We also see in this example the two different ways in which a decorator can be applied. The first of these is to use a normal function call (with_logging(add_one)), where we then assign the resulting function back to a variable - often using the original name of the function, so replacing it with the decorated version. The second syntax is the one we have seen previously (@with_logging). This syntax is equivalent to the previous one - the result is that we have a decorated version of the function, here with the name add_two. Both of these syntaxes can be useful in different situations: the @ syntax is more concise if we never need to use the un-decorated version, while the function-call syntax gives us more flexibility - we can continue to use the un-decorated function if we make sure to give the decorated one a different name, and can even make multiple decorated versions using different decorators.

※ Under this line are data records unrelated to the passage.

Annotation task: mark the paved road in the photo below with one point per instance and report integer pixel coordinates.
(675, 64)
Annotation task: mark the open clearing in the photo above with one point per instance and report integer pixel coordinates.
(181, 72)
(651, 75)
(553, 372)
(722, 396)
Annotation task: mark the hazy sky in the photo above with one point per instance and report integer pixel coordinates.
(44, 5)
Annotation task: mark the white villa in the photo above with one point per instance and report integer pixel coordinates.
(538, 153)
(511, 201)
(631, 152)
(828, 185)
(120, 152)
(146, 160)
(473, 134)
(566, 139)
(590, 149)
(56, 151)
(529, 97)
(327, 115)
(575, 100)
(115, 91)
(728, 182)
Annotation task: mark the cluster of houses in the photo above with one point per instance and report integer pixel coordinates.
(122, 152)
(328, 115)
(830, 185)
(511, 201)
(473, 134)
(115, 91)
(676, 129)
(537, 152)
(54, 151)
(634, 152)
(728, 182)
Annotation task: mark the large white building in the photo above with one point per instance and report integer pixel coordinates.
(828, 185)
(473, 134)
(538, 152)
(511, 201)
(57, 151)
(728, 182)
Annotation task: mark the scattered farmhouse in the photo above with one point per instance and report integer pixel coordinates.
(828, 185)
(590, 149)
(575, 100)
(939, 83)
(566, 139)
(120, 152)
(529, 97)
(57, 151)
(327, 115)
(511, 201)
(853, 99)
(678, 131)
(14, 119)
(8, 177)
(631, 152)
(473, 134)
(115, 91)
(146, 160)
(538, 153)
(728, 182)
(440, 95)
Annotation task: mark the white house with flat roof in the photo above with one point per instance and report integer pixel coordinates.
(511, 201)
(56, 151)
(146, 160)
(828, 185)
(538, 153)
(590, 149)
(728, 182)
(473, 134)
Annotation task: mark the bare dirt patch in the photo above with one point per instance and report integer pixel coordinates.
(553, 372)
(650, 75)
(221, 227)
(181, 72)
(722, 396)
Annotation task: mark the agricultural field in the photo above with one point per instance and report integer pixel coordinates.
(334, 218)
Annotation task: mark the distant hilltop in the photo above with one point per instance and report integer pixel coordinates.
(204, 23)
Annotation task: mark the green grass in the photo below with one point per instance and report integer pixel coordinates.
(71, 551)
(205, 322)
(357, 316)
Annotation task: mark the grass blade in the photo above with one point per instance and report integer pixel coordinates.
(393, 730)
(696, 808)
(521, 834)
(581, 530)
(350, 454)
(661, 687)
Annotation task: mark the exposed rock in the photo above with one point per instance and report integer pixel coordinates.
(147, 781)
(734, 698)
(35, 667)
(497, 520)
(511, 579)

Measuring Performance Using Decorators

One small task you might find a useful case for a decorator is measuring the time taken to execute a particular function. This is an important part of performance profiling.
Write a decorator which you can use to measure the execution time of the decorated function using the time.process_time_ns() function. There are several different timing functions each with slightly different use-cases, but we won’t worry about that here.
For the function to measure, you may wish to use this as an example:
def measure_me(n): total = 0 for i in range(n): total += i * i return total

Key Points

  • First-Class Functions: functions that can be passed as arguments to other functions, returned from functions, or assigned to variables.
  • Lambda Functions: small, nameless functions defined in the normal flow of the program with a keyword lambda.
  • Higher-Order Functions: a function that has other functions as one of its arguments.
  • Map, Filter and Reduce: built-in higher order functions in Python that use lazy evaluation.
  • Comprehensions: a more Pythonic way to structure map and filter operations.
  • Generators: similar to list comprehensions, but behave differently and not evaluated until you iterate over them.
  • Decorators: higher-order functions that take a function as an argument, modify it, and return it.